Change, Dubé stresses, is “critical.” She points to escalating health-care costs and their ever-increasing share of national budgets. Health-care expenditures in the United States, for instance, doubled between 2000 and 2010, according to analysis by the Centers for Medicare and Medicaid Services. “In industrialized countries,” Dubé says, “we are reaching the limits of what financially society can afford in terms of health care.”
Despite the urgency, sweeping changes do not seem to be on the horizon. “I’ve been seeing more that’s distressing,” Adler says. “It seems like we are going in the wrong direction on this issue.”
“We may not have the political will to do it,” she adds. “But disparities are preventable over time if we would make that a priority. We could drastically reduce them.”
Nuru-Jeter of UC Berkeley agrees that larger policy changes would help reduce health disparities. But since that is unlikely, smaller interventions remain important. “I definitely think we need broader scale society reformation,” she says. “In the meantime, we don’t just sit still and wait for that to happen.”

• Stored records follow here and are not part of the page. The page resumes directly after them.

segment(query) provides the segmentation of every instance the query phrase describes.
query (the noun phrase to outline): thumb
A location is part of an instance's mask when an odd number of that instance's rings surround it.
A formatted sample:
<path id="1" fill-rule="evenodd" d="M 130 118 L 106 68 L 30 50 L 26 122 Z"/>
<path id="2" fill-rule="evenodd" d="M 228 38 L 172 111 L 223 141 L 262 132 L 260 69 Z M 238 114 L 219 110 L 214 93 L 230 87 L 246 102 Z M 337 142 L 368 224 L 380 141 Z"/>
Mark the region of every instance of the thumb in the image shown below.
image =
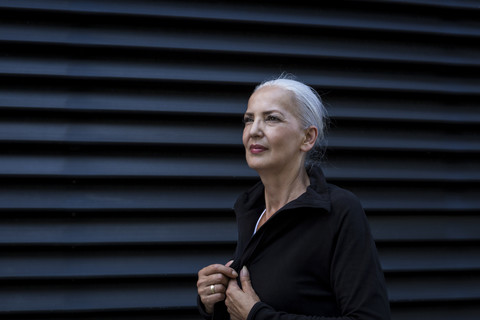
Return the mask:
<path id="1" fill-rule="evenodd" d="M 240 271 L 240 282 L 242 283 L 243 291 L 253 291 L 252 282 L 250 281 L 250 273 L 245 266 L 243 266 L 242 270 Z"/>

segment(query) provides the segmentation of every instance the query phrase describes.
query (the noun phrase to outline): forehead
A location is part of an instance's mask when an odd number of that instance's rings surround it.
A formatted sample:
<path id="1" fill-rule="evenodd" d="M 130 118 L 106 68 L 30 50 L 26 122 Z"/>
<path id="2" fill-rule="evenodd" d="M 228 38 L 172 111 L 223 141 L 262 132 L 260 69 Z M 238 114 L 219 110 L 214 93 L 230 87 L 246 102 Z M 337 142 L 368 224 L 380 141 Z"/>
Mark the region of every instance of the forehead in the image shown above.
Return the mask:
<path id="1" fill-rule="evenodd" d="M 295 113 L 296 104 L 293 92 L 278 86 L 266 86 L 255 91 L 248 100 L 247 112 L 280 111 Z"/>

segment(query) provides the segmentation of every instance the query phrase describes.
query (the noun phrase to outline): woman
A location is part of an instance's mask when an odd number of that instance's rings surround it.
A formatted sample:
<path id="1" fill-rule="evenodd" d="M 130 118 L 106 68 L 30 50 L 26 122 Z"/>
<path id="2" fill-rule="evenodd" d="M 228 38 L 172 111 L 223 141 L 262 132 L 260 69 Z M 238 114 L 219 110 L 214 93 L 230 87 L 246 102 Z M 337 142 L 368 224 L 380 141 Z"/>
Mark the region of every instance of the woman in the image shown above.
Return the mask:
<path id="1" fill-rule="evenodd" d="M 198 273 L 206 319 L 390 319 L 360 202 L 310 163 L 325 118 L 318 94 L 296 80 L 251 95 L 243 144 L 261 181 L 235 203 L 234 259 Z"/>

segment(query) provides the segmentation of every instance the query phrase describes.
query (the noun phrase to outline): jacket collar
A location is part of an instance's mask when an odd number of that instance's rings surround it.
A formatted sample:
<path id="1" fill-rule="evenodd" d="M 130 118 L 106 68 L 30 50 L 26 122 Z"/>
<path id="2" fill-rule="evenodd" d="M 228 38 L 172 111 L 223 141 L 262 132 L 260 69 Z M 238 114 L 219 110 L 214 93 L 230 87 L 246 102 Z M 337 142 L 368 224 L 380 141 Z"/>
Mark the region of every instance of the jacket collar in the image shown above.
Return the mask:
<path id="1" fill-rule="evenodd" d="M 312 166 L 308 170 L 310 186 L 307 191 L 297 199 L 287 203 L 279 211 L 299 207 L 313 207 L 330 211 L 330 195 L 328 184 L 319 166 Z M 255 184 L 248 191 L 243 193 L 235 202 L 234 209 L 237 214 L 256 214 L 265 209 L 265 187 L 261 181 Z"/>

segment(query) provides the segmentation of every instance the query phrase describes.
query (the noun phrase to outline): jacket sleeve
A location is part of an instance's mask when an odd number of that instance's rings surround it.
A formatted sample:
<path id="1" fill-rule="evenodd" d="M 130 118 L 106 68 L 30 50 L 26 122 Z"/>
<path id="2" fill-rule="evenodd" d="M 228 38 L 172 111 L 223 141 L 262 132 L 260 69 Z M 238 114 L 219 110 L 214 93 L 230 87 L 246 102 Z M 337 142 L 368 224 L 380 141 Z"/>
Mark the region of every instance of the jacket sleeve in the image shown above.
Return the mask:
<path id="1" fill-rule="evenodd" d="M 330 283 L 341 316 L 305 316 L 277 312 L 258 302 L 248 320 L 389 320 L 390 307 L 377 249 L 362 206 L 342 190 L 332 196 L 336 219 Z M 254 288 L 255 289 L 255 288 Z"/>

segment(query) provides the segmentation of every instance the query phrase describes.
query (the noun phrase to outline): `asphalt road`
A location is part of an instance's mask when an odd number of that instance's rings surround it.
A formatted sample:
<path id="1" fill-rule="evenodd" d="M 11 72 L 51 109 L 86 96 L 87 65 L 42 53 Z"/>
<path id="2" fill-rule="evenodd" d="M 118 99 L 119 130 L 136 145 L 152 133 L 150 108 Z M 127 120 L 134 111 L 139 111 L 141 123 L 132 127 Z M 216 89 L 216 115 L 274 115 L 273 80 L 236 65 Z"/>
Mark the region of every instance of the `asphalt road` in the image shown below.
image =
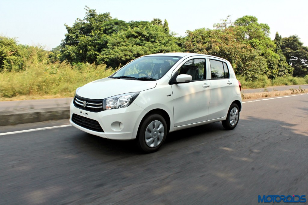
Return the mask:
<path id="1" fill-rule="evenodd" d="M 158 152 L 146 155 L 132 141 L 71 127 L 0 136 L 0 204 L 253 204 L 259 195 L 308 198 L 308 94 L 243 107 L 234 130 L 215 123 L 172 133 Z"/>

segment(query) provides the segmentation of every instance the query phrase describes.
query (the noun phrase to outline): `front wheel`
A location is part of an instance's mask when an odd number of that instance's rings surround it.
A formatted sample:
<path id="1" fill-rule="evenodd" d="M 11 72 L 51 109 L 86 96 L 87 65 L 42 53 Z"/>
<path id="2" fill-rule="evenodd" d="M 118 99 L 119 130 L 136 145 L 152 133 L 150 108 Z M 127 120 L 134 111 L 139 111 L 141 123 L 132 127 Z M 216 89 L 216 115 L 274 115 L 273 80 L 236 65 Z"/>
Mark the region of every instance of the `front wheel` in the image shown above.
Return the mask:
<path id="1" fill-rule="evenodd" d="M 146 152 L 156 152 L 166 139 L 167 129 L 166 121 L 160 115 L 152 114 L 148 116 L 139 127 L 137 134 L 138 146 Z"/>
<path id="2" fill-rule="evenodd" d="M 226 130 L 233 129 L 236 127 L 240 119 L 240 110 L 238 106 L 235 103 L 233 103 L 230 106 L 227 119 L 221 121 L 221 124 Z"/>

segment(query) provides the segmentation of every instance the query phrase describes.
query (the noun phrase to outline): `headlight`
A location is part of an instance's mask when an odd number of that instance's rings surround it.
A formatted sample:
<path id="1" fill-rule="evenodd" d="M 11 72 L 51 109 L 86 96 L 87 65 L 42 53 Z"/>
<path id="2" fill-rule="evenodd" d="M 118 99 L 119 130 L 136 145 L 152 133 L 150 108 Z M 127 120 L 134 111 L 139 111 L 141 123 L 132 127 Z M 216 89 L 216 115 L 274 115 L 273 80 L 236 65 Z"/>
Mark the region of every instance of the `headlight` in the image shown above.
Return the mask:
<path id="1" fill-rule="evenodd" d="M 139 93 L 131 93 L 113 96 L 103 101 L 104 110 L 128 107 L 135 100 Z"/>

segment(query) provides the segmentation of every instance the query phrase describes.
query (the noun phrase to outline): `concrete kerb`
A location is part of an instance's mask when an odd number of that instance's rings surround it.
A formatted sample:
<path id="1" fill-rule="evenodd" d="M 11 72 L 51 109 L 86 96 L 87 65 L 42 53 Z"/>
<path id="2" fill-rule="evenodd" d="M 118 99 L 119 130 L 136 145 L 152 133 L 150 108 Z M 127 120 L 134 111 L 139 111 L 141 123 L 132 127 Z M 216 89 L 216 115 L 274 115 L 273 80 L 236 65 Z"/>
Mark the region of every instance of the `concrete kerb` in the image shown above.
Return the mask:
<path id="1" fill-rule="evenodd" d="M 241 94 L 243 99 L 274 97 L 304 93 L 308 89 L 291 89 L 289 90 Z M 0 111 L 0 126 L 38 122 L 70 118 L 69 106 L 62 107 L 25 109 Z"/>
<path id="2" fill-rule="evenodd" d="M 266 97 L 274 97 L 281 95 L 286 95 L 292 94 L 308 93 L 308 89 L 290 89 L 289 90 L 274 91 L 270 92 L 262 92 L 253 93 L 242 93 L 242 99 L 258 98 Z"/>
<path id="3" fill-rule="evenodd" d="M 0 112 L 0 126 L 70 118 L 69 106 Z"/>

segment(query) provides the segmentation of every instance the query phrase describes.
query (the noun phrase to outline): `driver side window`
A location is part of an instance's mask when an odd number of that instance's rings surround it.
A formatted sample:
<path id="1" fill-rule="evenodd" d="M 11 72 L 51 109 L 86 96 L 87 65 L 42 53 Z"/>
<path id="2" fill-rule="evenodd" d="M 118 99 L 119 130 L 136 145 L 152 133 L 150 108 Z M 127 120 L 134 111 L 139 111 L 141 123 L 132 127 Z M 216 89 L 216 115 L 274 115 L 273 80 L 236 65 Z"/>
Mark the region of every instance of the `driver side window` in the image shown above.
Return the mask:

At the baby shower in Richmond, no one was simply waiting for better health to happen. Instead, the women carefully followed directions from an instructor to breathe in and out at a late-morning stress management class, doing what they could to improve their own health and the health of their children.
Prevention programs have been successful in the past. For example, they have been shown to sharply reduce smoking and the illnesses associated with tobacco, and disparities in infectious diseases like the flu were reduced decades ago. In short, prevention has made huge improvements in the health of the U.S. population. These programs, however, have dealt with problems that are simpler to solve, with a clearer cause and effect. But disparities such as those that affect infant health and mortality today are far more complex. They are a profound public health problem, but they may also be a problem that public health can’t solve.